Étienne Gernelle, victime de la pensée people
- André Touboul
- 5 sept. 2020
- 2 min de lecture

Directeur du périodique LE POINT, Étienne Gernelle, doit être salué pour la lucidité de nombre de ses analyses, et prises de positions qui le démarquent de la pensée correcte que l’on devrait plus exactement qualifier de conformiste. Néanmoins, sur une question capitale, il semble qu’il n’ait pas tout compris.
Il suggère, dans un article du Point du 3 septembre 2020, de faire appel à l’Inspection des Finances pour s’assurer que les concours publics du fonds de relance parviennent au bon endroit. Autant demander au loup de faire le travail du chien de berger.
Depuis des décennies ces Messieurs de la Haute chouchoutent les entreprises amies, c’est à dire les grandes, celles où ils pourront éventuellement trouver des postes d’atterrissage ; celles qui sont dirigées par leurs anciens collègues ; celles qui font partie du carnet de bal du tout Paris de la finance et des affaires.
Demander à ces gens-là de veiller à ce que les PME-PMI, voire pis les TPE, soient secourues est une absurdité, et une méconnaissance totale du paysage administratif français.
Cela n'a rien de surprenant. Il subsiste encore aujourd'hui dans le monde des médias une invisibilité de l'élite d'Etat. On sait qu'ils sont là, mais comme on ne connaît pas leurs noms, tout se passe comme s'ils n'existaient pas.

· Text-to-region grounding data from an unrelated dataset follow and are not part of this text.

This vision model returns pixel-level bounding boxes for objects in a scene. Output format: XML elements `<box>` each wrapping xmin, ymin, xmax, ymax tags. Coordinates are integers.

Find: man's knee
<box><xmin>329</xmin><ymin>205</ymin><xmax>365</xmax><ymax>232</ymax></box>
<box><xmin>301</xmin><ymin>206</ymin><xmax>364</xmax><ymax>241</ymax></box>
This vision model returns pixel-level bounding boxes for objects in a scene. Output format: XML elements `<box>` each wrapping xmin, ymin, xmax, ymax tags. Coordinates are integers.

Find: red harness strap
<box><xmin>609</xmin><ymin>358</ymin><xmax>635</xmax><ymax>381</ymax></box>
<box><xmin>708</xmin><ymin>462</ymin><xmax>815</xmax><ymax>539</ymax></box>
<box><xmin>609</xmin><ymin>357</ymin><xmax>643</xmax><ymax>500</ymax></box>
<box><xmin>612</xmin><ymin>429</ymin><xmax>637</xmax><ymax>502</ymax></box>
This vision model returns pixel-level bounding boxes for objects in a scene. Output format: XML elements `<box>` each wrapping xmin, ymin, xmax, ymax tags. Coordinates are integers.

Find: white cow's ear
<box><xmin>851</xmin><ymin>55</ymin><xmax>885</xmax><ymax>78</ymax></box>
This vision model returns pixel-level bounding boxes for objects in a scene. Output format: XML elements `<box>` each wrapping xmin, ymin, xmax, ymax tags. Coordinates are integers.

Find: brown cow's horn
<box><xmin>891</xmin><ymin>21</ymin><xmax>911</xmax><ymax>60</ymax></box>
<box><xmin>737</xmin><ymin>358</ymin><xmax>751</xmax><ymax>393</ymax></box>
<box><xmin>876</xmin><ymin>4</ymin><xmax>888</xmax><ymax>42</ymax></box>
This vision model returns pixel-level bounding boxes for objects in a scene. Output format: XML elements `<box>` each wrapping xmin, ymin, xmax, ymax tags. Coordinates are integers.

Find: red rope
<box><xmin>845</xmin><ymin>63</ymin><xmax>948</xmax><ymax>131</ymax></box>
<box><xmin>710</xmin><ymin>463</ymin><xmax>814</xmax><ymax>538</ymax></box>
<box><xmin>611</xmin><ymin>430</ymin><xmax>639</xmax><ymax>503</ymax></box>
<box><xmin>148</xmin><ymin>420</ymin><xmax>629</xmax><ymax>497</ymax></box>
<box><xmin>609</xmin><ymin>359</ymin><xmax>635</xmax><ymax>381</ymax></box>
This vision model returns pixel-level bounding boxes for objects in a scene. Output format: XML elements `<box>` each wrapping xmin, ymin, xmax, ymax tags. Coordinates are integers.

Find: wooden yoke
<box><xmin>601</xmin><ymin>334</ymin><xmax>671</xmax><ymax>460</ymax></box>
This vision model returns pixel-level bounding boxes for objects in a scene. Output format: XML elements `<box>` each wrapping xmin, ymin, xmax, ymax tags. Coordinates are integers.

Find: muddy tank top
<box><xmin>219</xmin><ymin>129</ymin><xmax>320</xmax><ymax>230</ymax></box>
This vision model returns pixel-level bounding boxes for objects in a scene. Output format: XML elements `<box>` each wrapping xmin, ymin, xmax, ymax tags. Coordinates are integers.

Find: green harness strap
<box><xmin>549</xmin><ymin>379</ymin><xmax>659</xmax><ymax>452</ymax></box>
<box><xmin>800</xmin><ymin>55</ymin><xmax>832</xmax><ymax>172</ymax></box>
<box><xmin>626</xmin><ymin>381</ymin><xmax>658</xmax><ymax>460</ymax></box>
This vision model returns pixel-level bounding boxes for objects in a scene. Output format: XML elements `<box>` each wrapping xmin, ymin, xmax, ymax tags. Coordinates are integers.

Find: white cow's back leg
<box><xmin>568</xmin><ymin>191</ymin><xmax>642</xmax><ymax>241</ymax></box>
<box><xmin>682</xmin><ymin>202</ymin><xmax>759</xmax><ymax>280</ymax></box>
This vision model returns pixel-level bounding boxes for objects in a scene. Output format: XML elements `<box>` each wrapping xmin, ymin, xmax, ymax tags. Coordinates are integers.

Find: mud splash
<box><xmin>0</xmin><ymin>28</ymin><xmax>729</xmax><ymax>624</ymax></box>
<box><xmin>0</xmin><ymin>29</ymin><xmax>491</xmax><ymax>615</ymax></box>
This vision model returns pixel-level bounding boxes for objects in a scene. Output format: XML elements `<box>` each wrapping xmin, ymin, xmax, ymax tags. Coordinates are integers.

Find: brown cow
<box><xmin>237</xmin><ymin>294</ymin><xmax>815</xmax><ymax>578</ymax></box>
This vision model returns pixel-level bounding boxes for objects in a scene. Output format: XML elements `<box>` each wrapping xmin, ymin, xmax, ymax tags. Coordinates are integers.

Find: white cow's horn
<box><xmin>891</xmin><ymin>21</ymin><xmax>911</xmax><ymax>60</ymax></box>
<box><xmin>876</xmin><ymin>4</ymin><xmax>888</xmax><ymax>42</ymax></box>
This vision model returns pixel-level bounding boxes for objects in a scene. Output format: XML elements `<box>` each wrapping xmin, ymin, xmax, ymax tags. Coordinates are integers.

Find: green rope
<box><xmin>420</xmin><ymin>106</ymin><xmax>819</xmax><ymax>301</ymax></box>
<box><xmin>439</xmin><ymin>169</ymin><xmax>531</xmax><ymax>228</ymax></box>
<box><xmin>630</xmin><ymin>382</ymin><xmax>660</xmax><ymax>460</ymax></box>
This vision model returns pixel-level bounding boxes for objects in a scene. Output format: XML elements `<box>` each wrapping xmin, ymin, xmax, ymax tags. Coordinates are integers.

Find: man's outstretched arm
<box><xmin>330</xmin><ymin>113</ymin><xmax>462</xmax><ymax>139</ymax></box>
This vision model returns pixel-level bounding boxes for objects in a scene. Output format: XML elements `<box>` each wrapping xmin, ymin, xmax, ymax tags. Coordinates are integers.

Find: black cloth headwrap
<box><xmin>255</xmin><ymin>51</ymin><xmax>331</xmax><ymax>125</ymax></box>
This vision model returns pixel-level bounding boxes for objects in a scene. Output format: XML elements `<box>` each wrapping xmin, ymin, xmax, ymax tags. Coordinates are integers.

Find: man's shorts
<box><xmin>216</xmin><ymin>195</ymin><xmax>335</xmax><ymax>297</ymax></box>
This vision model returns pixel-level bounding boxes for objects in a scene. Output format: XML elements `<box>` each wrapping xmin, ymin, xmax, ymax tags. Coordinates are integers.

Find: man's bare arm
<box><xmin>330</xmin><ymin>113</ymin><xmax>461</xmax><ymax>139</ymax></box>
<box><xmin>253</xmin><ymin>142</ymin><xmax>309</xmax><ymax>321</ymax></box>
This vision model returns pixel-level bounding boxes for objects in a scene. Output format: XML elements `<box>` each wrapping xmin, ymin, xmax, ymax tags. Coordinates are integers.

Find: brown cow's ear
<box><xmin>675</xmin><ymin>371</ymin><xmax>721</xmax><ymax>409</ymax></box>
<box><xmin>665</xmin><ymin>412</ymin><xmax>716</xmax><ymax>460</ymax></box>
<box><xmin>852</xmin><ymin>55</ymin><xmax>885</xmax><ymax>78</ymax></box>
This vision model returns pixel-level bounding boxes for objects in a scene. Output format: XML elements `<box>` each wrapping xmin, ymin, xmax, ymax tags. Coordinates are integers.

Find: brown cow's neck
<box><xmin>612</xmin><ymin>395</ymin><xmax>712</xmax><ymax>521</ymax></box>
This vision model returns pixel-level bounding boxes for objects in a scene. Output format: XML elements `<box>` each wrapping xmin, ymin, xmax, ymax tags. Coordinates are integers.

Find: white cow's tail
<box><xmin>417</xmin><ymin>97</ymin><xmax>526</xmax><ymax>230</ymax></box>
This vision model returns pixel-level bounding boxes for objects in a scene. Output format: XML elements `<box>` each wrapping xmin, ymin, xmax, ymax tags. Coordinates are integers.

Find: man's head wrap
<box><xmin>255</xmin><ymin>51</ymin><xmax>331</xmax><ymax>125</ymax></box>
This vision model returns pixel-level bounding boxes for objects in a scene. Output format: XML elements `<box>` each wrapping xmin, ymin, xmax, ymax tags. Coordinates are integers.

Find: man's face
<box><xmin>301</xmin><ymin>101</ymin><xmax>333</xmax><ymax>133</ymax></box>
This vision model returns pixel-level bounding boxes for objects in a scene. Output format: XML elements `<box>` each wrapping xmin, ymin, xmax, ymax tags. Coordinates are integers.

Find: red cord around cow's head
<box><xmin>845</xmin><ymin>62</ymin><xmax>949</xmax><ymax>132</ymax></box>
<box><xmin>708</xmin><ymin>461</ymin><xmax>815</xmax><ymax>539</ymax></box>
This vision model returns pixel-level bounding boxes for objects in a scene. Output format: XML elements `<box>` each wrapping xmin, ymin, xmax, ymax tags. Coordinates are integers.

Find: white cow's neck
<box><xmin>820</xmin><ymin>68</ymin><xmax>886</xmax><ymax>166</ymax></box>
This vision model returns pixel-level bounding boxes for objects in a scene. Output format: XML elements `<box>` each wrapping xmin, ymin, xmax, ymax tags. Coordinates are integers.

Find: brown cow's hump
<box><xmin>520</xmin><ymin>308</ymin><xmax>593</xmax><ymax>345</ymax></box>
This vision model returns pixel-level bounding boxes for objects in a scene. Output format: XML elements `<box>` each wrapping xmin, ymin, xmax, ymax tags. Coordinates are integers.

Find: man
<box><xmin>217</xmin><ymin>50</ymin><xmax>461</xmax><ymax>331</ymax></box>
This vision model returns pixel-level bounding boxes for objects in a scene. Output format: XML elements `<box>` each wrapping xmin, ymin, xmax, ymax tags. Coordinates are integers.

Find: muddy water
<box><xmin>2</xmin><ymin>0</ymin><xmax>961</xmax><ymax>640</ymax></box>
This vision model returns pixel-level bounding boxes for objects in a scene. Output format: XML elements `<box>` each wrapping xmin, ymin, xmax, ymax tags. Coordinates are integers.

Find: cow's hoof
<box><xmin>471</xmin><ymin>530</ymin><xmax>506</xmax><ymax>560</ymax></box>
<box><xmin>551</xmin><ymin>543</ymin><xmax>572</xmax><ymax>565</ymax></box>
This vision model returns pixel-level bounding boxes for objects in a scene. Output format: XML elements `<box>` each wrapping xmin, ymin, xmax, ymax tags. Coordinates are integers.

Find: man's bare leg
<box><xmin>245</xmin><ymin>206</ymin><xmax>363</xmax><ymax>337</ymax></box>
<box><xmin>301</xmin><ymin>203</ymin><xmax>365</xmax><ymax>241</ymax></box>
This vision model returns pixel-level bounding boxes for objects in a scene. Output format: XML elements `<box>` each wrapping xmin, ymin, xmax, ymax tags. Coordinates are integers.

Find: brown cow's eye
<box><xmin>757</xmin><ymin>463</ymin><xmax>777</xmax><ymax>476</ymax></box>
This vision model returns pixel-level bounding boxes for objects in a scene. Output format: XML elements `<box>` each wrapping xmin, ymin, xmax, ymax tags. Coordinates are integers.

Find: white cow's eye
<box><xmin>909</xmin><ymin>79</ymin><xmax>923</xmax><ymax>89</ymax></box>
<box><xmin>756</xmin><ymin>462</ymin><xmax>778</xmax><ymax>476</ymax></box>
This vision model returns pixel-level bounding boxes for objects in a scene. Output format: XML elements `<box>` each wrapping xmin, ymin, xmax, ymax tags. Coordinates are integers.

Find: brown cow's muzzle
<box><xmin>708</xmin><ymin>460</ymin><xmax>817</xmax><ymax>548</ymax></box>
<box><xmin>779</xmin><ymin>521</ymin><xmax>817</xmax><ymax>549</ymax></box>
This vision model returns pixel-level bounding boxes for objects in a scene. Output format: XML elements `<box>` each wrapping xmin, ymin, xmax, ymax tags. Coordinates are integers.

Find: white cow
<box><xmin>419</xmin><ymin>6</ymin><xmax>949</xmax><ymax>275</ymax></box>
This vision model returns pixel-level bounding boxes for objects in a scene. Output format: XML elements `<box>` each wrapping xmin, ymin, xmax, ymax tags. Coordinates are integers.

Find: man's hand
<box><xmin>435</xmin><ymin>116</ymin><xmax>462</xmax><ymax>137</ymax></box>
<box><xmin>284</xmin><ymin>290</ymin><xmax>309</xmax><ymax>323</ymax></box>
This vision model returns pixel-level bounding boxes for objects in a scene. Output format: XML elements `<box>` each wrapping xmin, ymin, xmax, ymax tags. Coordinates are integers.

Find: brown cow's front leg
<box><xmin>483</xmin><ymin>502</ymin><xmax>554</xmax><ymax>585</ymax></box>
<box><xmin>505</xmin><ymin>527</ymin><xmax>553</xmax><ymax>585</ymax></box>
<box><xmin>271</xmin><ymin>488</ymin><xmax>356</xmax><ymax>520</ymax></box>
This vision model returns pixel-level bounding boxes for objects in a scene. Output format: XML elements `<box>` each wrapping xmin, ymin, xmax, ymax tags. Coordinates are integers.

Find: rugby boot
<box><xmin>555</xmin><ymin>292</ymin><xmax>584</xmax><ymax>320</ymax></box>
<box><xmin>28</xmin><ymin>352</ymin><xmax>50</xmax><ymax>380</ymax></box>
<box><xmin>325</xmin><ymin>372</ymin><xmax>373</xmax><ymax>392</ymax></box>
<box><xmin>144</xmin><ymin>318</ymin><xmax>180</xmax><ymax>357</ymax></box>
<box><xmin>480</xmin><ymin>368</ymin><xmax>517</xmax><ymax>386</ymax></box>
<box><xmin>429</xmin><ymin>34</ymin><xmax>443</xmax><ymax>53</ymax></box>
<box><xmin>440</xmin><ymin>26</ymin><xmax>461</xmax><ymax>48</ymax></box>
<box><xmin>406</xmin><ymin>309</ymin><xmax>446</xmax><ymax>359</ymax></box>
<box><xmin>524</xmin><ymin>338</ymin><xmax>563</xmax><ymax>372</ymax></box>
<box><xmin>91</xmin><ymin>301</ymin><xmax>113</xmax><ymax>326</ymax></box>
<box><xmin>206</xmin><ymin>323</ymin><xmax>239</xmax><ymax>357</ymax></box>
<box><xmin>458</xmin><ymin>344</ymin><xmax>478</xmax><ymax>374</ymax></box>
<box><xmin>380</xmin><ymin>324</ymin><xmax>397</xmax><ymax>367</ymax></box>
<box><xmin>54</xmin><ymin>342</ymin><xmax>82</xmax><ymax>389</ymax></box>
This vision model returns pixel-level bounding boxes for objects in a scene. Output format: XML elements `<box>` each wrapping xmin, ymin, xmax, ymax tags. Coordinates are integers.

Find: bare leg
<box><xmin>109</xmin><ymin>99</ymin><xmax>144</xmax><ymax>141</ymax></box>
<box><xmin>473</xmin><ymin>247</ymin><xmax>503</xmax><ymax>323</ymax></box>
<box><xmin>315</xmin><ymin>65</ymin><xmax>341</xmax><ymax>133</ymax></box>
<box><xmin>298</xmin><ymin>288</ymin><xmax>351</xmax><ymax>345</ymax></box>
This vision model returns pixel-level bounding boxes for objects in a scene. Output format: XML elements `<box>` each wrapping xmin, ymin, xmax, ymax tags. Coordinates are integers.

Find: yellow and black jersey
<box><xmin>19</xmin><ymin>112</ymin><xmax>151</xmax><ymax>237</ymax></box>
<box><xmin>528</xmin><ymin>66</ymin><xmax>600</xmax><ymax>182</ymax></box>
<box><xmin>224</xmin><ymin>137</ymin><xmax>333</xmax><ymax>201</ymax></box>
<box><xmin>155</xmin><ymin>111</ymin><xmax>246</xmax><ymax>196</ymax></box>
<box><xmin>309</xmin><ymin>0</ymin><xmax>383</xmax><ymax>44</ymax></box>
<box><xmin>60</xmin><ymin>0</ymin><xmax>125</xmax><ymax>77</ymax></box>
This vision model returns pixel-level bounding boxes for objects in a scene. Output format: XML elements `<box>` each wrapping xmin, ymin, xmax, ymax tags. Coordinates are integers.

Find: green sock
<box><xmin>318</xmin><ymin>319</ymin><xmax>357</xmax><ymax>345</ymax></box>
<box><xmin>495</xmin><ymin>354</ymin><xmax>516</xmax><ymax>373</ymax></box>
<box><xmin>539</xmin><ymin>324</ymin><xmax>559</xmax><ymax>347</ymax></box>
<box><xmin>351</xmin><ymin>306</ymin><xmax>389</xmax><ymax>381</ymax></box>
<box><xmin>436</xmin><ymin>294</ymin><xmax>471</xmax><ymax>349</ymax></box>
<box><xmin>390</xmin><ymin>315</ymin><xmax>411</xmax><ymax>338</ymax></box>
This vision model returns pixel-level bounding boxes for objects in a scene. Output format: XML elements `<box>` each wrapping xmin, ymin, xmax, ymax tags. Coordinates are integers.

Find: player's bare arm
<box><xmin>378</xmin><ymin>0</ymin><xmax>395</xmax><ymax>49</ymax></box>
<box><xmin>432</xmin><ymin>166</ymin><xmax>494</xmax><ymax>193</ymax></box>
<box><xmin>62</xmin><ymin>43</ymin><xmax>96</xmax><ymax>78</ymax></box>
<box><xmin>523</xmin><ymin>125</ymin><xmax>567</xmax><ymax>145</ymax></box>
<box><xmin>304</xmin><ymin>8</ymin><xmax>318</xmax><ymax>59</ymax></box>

Gageons qu'Etienne Gernelle ne peut pas citer nommément plus de sept inspecteurs des finances, alors que si l'on demande le nom des acteurs qui ont interprété les "7 Mercenaires", dans la version américaine, bien entendu, il ne lui en manquera aucun.
Le phénomène est caractéristique d'une incapacité du monde médiatique, ceux que Raymond Barre appelait le microcosme, à penser hors des catégories de l'actualité. On peut appeler cela la "pensée people". Ce ne sont pas des œillères, mais la conséquence du fait que l'élite d'Etat se garde bien de s'exposer aux feux de l'événement.
Seuls sont vulnérables ceux qui s'aventurent sur le champ politique. Ces imprudents ne tardent pas à passer dans l'essoreuse médiatique. Mais ce n'est jamais pour des motifs liés à leur fonction.
On sait, par exemple, que c'est Jérôme Salomon qui est responsable de la pénurie de masques. Ses pairs ont fait bloc. Il est toujours en place. Bien plus, on peut lire sur Wikipédia qu'il prétend avoir averti en septembre 2016 Emmanuel Macron, dans une note confidentielle sur le manque de préparation du pays aux catastrophes, dont les épidémies. Cet exemple montre comment ces excellents serviteurs de l'Etat savent se couvrir. Mais aussi, cela illustre le concours qu'un haut fonctionnaire avoue avoir apporté à un candidat... l'a-t-il fait pour les autres ? Rappelons qu'à la date concernée, François Hollande n'avait toujours pas pris la décision de renoncer.